We went out to change money from Euros or dollars to West African currency (called CFA). Immediately upon stepping outside the taxi we were surrounded by people selling SIM cards and belts and post cards, continuo as we navigated the throng, and there appeared two tall young men, one in a collared shirt and the other in a tie dyed t-shirt — colors not dead in Mali, by the way, the women especially here dress up to a phenomenal extent. Anyway, these two guys became our unofficial guides of the moment. Here comes the service economy. I used to object to such things, because I resent having people make contracts implicitly without ever negotiating the terms with you. You know that there’s going to be a fight at the end of the day when they finally unwrap the EULA agreement that they think you’ve signed, or (to take an even more absurd analogy from a contract nobody bothers to read) you conduct your divorce.

But there is an advantage to having a guide. Is it getting to where you want to go? You could do that with a map, if there were any; and they aren’t taking you there anyway, they are taking you to a carpet shop nearby. No, it’s that when you have a guide, the other guides, i.e. the population of the city you’re in, don’t hassle you to become your guide. It was the same outside the airport. This is worth the price of admission, until you find out what the price of admission is. We did get to the bank and the post office so those of you whose addresses we know can start getting postcards with fancy stamps. Let us know if any of them arrive.
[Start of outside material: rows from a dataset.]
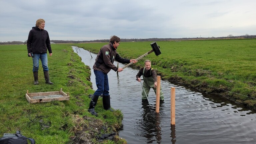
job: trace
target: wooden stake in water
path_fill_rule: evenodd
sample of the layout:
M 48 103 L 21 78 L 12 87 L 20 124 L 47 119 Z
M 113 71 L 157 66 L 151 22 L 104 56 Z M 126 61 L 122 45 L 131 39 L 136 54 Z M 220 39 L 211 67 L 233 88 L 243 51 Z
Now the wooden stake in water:
M 91 52 L 90 51 L 90 50 L 89 50 L 89 52 L 90 53 L 90 54 L 91 55 L 91 57 L 92 58 L 92 54 L 91 54 Z
M 157 81 L 156 82 L 156 112 L 159 113 L 159 107 L 160 105 L 160 88 L 161 86 L 160 83 L 161 77 L 157 76 Z
M 171 125 L 175 125 L 175 88 L 171 88 Z

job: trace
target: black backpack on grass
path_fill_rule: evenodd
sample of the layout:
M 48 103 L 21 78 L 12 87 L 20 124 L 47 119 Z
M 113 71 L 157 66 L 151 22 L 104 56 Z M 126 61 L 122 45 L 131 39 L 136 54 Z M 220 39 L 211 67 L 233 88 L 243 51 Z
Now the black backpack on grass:
M 35 142 L 33 139 L 28 138 L 21 135 L 21 132 L 16 131 L 16 133 L 4 133 L 3 137 L 0 138 L 1 144 L 28 144 L 27 140 L 31 142 L 31 144 L 35 144 Z

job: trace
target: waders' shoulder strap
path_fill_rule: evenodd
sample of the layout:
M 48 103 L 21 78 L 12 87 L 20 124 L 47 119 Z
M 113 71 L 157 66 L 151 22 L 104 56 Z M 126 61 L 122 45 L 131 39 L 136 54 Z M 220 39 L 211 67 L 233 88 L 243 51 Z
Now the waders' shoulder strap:
M 144 69 L 143 69 L 143 72 L 142 72 L 142 76 L 144 76 L 144 72 L 145 71 L 145 69 L 146 67 L 144 67 Z
M 143 72 L 142 72 L 142 75 L 143 76 L 144 76 L 144 72 L 145 71 L 145 69 L 146 69 L 146 67 L 144 67 L 144 69 L 143 69 Z M 153 69 L 153 68 L 152 68 L 150 69 L 150 75 L 151 75 L 151 71 L 152 71 L 153 69 Z

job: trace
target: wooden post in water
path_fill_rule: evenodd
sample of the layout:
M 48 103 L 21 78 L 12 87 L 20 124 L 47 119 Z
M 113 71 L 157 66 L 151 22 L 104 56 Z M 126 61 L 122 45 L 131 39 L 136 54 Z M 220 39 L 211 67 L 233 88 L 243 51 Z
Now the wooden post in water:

Assou Sagara had already suggested to us what the going rate for guides per day was; so I didn’t feel so bad about sending these birds off with 5000 CFA (540 CFA = 1 US dollar) after a couple of hours even though they insisted that they deserved ten US dollars an hour each. They sent one of their friends out after us, whose part in this charade was to protest that he didn’t know them and they had stiffed him for a Coke at lunch and we therefore owed him 1000 CFA. Non. We didn’t buy any carpets either. The pickup guides hadn’t said anything when their bud sold us 10 postcards for what turned out to be almost three times the going rate; so what were we to think of the friend of his cousin’s friend’s batiks for 12500? They were nice. But it’s a trust issue. I still remember buying two artistic purple and white batiks in Dominica that turned out to be so water soluble that the first drop ruined them. Oh, who am I blaming? The Mona Lisa isn’t machine washable either. Actually it probably is.

But lunch was nice. A Senegalese goat stew over rice. We’ve just had a great dinner, with music, here at the Mandé Hotel, too; River Pike tajine and a lovely Malian variation on Molukkhiya followed by a mango tart. There’s a lot to be said for vacationing in ex-French colonies.

The Mandé Hotel has three stars; it’s more a quantum chimaera of a two star and a four star hotel. The rooms are basic but the location is fabulous, right on the Niger River, and the grounds almost look really great but — they are, le tired. They charged 3200 for 3 liters of water and 9000 for a minimal breakfast. The sausages were interesting but I don’t know what mefloquine moment Michael Palin was having on pronouncing it the best breakfast in the Sahara — or maybe we’ll find out why.

Assou even sent one of his boys around to change dollars for us at a better rate than we got at Ecobank. (The Euro rate can’t be beat: the CFA is tied to the Euro and nobody charges a commission.)

We enjoyed our last dinner in Bamako at the restaurant gallery “Santoro” on the north side of the railroad tracks. At least, I think we enjoyed it; I slept through most of dinner owing to the hypnotic music by the koro player. A koro is a harp that looks a little like a sitar. It has a lot of strings and can probably play a lot of notes more than the artist was choosing. When people talk about the African tradition in music they aren’t talking about his tradition. If his cultural ancestors had been sold into slavery — but they weren’t, they put the slavers into a trance — “50 Cent” would be recording on “Windham Hill”.

Adding to the lethargy was the traditional dose of African carbohydrates from a people who don’t obsess about them, at least not with the same parity that Westerners do: fried plantains, french fries … and for the centerpieces: Niger River Capitaine brochette which was just perfectly grilled and chicken in coconut sauce. I don’t know what Justin has against African food. last night’s tajine and tonight’s brochette were ideal performances.

And so to bed. Tomorrow morning a couple guys we haven’t met yet are showing up at 8 to drive us around Mali for two weeks. I hope they are nice.